Well, if you know the exact amounts of substances that reacted, then everything will be much easier. For example, initially there were 28.4 grams of sodium sulfate and 20.8 grams of barium chloride. How many grams of sediment was formed?

Write the correct chemical reaction equation: Na2SO4 + BaCl2 = BaSO4 + 2NaCl.As a result of this reaction, an almost insoluble substance is formed – barium sulfate, which instantly falls out as a dense white precipitate.

Calculate which of the substances was taken in the lack, and which-in excess. To do this, calculate the molar masses of the initial reagents:46 + 32 + 64 = 142 g/mol - molar mass of sodium sulfate;

137 + 71 = 208 g/mol is the molar mass of barium chloride.That is, 0.2 mol of sodium sulfate and 0.1 mol of barium chloride entered into the reaction. The sodium sulfate were taken in excess, therefore, all barium chloride has reacted.
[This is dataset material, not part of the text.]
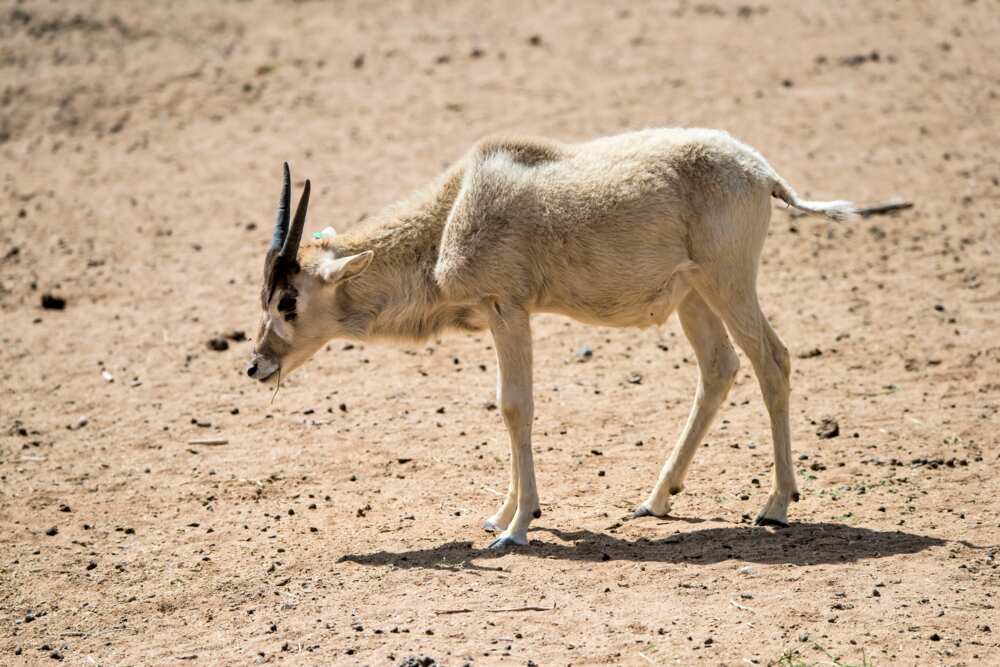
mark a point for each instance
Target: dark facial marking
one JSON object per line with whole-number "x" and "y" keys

Calculate the amount of sediment formed. To do this, divide the molecular weight of barium sulfate by the molecular weight of barium chloride and multiply the result by the amount of the starting substance:20.8 * 233/208 = 23.3 grams.

What if sodium sulfate was in short supply? Let's assume that the reaction would not be 28.4 grams of this salt, but 5 times less – only 5.68 grams. And there is absolutely nothing complicated. 5.68 grams of sodium sulfate is 0.04 mol. Consequently, only 0.04 mol of barium chloride, i.e. 0.04 x 208 = 8.32 grams, could also react with this amount of this salt. Only 8.32 grams of the original 20.8 grams reacted.

Multiplying this value by the ratio of molar masses of barium sulfate and barium chloride, you get the answer: 8.32 * 233/208 = 9.32 grams of sediment.